Hill JR, Kelm S, Shi J, Deane CM - Bioinformatics (2011)

Bottom Line: For example, substitution preferences in lipid tail-contacting parts of membrane proteins are found to be distinct from all environments in soluble proteins, including buried residues.A principal component analysis of the tables identifies the greatest variation in substitution preferences to be due to changes in hydrophobicity; the second largest variation relates to secondary structure.Our alignments also lead to improved structural models.

View Article: PubMed Central - PubMed

Affiliation: Department of Statistics, University of Oxford, 1 South Parks Road, Oxford, OX1 3TG, UK.

ABSTRACT

Motivation: Membrane proteins are both abundant and important in cells, but the small number of solved structures restricts our understanding of them. Here we consider whether membrane proteins undergo different substitutions from their soluble counterparts and whether these can be used to improve membrane protein alignments, and therefore improve prediction of their structure.

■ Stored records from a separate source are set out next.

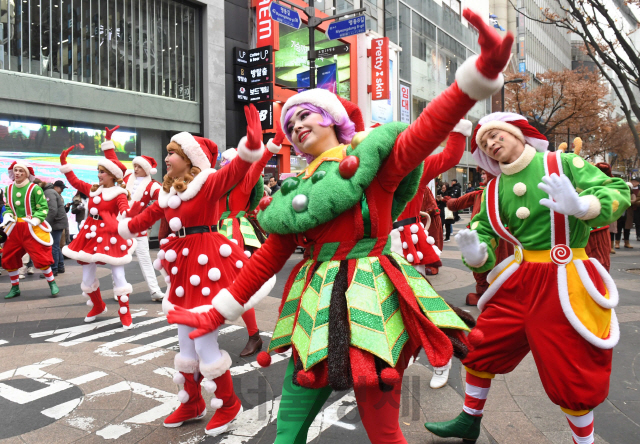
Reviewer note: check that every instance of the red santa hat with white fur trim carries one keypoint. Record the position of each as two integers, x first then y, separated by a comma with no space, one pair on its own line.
148,164
512,123
110,160
25,166
201,152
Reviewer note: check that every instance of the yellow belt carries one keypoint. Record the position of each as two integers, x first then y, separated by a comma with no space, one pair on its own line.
544,256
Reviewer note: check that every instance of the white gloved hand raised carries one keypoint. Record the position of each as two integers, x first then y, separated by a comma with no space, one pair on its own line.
473,251
564,197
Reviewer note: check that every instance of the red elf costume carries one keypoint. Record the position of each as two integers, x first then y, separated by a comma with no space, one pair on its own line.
98,241
26,229
473,200
353,311
234,207
143,190
197,262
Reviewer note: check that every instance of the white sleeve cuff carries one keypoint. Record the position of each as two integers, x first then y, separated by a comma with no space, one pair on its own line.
474,84
248,155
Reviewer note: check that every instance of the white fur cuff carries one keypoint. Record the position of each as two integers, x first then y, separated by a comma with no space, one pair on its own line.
463,127
248,155
107,145
594,207
227,305
216,368
474,84
275,149
123,229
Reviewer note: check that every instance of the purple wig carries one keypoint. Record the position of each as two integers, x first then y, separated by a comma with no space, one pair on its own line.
345,129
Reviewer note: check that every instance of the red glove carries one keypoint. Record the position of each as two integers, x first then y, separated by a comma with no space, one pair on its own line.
279,136
494,50
203,322
65,153
254,128
110,131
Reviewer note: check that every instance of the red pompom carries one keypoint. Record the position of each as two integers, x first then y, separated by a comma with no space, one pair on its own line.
264,359
265,202
348,166
475,337
390,376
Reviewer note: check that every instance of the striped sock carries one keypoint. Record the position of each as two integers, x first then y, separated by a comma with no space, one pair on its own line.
476,392
15,277
48,274
581,428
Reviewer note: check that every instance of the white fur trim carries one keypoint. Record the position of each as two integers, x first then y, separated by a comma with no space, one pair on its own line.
123,229
272,147
463,127
248,155
320,98
227,305
185,365
565,302
108,193
99,257
520,163
91,289
474,84
192,189
216,368
192,149
111,167
594,207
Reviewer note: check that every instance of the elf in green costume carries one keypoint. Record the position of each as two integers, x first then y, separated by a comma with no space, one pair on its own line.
353,311
549,297
26,228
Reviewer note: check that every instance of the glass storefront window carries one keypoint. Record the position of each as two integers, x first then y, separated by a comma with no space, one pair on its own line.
148,46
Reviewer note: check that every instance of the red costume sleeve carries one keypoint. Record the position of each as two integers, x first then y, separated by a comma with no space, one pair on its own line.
145,219
78,184
424,135
264,263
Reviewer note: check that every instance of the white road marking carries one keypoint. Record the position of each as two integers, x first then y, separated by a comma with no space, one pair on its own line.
61,410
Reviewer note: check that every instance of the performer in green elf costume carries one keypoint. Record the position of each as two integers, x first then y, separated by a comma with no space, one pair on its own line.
353,311
549,297
26,228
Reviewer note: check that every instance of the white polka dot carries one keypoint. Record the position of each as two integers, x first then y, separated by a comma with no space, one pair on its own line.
171,256
174,202
523,213
519,189
214,274
225,250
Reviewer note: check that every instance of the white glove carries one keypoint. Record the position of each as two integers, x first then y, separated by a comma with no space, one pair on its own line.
562,191
473,251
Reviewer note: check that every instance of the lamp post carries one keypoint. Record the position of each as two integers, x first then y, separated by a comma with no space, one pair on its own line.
502,90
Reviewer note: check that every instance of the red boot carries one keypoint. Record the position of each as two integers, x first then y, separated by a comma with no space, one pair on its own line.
95,301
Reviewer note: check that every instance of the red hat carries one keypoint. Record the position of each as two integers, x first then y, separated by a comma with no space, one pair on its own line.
148,164
201,152
110,160
24,165
512,123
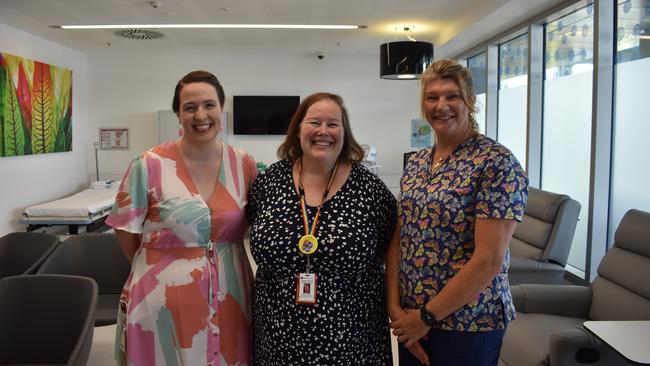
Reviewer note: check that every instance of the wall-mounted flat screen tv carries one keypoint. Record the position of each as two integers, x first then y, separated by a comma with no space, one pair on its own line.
263,115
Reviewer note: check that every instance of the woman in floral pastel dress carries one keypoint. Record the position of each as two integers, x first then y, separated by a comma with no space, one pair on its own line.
448,293
179,217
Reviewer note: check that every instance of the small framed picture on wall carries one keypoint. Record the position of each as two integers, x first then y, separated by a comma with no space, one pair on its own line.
114,138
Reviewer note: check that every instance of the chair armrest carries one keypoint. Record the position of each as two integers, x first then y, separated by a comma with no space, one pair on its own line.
533,265
562,300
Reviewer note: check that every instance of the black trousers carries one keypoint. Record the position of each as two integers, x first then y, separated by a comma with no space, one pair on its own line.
457,348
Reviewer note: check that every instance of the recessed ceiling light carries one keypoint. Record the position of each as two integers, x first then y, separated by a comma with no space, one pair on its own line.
209,26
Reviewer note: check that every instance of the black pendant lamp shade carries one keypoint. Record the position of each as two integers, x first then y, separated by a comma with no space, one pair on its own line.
404,60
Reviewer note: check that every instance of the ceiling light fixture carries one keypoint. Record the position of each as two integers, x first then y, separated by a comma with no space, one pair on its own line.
404,60
211,26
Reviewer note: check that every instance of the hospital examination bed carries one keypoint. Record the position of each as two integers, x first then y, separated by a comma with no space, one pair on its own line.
88,208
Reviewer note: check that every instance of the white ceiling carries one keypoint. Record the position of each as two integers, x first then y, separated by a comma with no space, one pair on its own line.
451,25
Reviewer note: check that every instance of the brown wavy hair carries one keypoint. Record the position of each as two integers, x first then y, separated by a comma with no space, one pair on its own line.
291,149
451,70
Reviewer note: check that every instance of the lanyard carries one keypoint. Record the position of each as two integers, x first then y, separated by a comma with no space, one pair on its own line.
303,208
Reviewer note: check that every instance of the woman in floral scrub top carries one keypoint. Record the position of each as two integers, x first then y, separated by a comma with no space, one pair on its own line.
180,220
448,292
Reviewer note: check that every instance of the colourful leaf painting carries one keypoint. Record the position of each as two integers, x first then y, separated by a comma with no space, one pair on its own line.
35,107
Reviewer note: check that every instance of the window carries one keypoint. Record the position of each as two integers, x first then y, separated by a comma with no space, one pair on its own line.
630,148
566,136
513,79
477,65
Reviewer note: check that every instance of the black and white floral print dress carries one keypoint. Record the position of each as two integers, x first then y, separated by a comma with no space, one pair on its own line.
348,325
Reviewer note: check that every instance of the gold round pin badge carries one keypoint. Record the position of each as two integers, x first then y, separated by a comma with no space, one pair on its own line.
308,244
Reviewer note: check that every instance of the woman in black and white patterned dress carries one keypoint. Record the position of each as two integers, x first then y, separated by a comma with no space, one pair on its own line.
321,223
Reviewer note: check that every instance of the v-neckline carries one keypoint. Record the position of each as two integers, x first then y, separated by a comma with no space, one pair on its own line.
190,181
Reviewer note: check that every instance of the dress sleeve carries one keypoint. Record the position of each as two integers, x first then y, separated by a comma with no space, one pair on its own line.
387,215
131,203
250,170
503,189
254,199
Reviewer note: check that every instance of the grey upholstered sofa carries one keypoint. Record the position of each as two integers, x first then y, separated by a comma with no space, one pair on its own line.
548,328
541,242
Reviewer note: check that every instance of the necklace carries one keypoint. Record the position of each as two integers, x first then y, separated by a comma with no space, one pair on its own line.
309,242
438,163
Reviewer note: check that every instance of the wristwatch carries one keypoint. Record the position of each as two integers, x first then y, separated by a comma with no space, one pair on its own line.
428,318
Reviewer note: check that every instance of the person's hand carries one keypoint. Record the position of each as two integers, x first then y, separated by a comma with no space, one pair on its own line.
418,352
416,349
409,328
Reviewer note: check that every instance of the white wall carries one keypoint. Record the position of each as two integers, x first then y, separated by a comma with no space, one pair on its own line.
26,180
126,89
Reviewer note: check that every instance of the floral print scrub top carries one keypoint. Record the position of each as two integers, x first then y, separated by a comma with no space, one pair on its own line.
437,210
187,299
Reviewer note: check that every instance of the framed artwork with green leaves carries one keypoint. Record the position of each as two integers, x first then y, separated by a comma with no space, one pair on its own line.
35,107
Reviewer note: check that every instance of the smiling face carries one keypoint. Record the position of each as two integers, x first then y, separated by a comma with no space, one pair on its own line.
199,113
444,108
321,132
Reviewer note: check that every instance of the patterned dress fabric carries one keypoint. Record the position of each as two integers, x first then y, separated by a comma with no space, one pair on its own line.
187,299
437,210
348,325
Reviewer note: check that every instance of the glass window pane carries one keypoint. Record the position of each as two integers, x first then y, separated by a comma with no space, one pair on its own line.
630,148
569,44
632,30
566,143
513,78
477,65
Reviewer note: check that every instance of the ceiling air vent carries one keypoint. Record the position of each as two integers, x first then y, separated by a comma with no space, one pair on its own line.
138,34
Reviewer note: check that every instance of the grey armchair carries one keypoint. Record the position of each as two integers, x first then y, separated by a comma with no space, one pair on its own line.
46,319
541,242
22,253
99,257
548,328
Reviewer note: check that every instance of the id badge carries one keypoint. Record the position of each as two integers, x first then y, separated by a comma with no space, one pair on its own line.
306,288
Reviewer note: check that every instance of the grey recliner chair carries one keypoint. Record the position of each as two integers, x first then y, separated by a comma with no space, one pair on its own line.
99,257
46,319
21,253
541,242
548,328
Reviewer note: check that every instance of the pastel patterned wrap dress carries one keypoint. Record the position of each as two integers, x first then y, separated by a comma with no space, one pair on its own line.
187,299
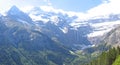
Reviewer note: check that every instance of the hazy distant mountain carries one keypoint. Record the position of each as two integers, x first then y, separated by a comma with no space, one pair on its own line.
21,43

Results: We construct substitution tables for different environments within membrane proteins. As data is scarce, we develop a general metric to assess the quality of these asymmetric tables. Membrane proteins show markedly different substitution preferences from soluble proteins. For example, substitution preferences in lipid tail-contacting parts of membrane proteins are found to be distinct from all environments in soluble proteins, including buried residues. A principal component analysis of the tables identifies the greatest variation in substitution preferences to be due to changes in hydrophobicity; the second largest variation relates to secondary structure. We demonstrate the use of our tables in pairwise sequence-to-structure alignments (also known as 'threading') of membrane proteins using the FUGUE alignment program. On average, in the 10-25% sequence identity range, alignments are improved by 28 correctly aligned residues compared with alignments made using FUGUE's default substitution tables. Our alignments also lead to improved structural models.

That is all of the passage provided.